Solar Pons nodded, his face assuming a grave expression.

"A matter of life and death, Parker. And as you have been such an assiduous chronicler of my little adventures over the past years, I thought you would not care to be left out, despite the inclement hour."

"You were perfectly correct, Pons," I said. "Just give me a few minutes to throw on some things and I will join you in the sitting-room."

Pons rubbed his thin hands briskly together with suppressed excitement.

"Excellent, Parker. I thought I knew my man. Mrs Johnson is making some tea."

And with which encouraging announcement he quitted the room.

It was a bitterly cold morning in early February and I wasted no time in dressing, turning over in my mind what the untimely visitor to our quarters at 7B Praed Street could want at such a dead hour.

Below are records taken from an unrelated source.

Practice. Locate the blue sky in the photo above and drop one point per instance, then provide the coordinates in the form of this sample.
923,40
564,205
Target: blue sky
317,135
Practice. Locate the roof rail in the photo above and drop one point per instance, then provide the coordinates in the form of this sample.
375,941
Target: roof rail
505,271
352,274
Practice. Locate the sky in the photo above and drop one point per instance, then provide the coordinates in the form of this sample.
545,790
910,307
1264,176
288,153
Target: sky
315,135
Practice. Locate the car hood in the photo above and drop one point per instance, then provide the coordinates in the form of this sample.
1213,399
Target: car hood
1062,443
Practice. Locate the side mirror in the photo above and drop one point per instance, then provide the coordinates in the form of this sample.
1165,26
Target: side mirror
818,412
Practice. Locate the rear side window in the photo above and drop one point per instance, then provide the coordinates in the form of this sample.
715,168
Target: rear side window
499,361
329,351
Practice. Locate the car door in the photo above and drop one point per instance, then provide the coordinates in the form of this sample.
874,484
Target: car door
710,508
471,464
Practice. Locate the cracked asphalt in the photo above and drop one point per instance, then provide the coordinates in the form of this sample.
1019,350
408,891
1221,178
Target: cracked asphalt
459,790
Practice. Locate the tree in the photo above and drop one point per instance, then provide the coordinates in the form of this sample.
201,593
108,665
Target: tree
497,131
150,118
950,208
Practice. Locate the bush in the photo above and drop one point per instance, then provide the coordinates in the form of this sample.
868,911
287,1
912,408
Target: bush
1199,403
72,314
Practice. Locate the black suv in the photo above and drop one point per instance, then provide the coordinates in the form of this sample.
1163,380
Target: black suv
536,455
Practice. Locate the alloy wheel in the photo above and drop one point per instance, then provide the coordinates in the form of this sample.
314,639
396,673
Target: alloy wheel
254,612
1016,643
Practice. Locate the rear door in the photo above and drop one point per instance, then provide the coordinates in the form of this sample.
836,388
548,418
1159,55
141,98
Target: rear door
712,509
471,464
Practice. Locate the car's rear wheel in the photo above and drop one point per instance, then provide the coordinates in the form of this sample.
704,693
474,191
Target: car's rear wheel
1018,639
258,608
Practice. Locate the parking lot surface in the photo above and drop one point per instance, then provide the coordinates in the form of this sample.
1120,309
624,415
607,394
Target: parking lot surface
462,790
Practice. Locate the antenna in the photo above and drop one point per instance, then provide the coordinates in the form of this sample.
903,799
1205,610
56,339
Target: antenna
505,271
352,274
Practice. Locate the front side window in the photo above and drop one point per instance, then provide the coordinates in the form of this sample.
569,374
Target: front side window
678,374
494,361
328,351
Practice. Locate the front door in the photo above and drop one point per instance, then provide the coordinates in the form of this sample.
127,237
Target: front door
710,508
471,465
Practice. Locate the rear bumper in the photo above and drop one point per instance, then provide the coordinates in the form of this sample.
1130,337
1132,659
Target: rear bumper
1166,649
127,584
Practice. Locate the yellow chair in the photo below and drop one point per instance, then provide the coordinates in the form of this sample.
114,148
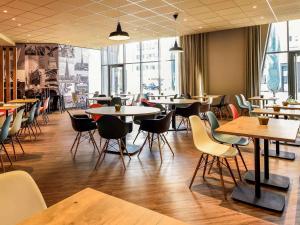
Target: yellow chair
208,147
20,197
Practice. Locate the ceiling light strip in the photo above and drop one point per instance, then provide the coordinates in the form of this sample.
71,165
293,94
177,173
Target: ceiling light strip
272,10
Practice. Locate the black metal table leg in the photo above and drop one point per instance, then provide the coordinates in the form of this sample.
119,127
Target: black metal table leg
257,197
267,179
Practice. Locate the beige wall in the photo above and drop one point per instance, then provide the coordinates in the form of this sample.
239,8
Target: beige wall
226,62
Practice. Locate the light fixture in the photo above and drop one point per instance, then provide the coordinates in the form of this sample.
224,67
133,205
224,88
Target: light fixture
119,34
176,47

I had no doubt there was a visitor with a strange or tragic story to tell or Pons would not have disturbed me so untimely, and as I knotted my tie and smoothed my tousled hair with the aid of the mirror, I found my sleepy mind sliding off at all sorts of weird tangents.

But when I gained our comfortable sitting-room, where the makings of a good fire were already beginning to flicker and glow, I was not prepared for the sight of the tall, slim, fair-haired girl sitting in Pons' own armchair in front of the hearth. The only indication of anything serious afoot was the paleness of our visitor's handsome features. She made as though to rise at my entrance but my companion waved her back.

"This is my old friend and colleague, Dr Lyndon Parker, Miss Helstone. I rely on him as on no other person and he is an invaluable helpmate."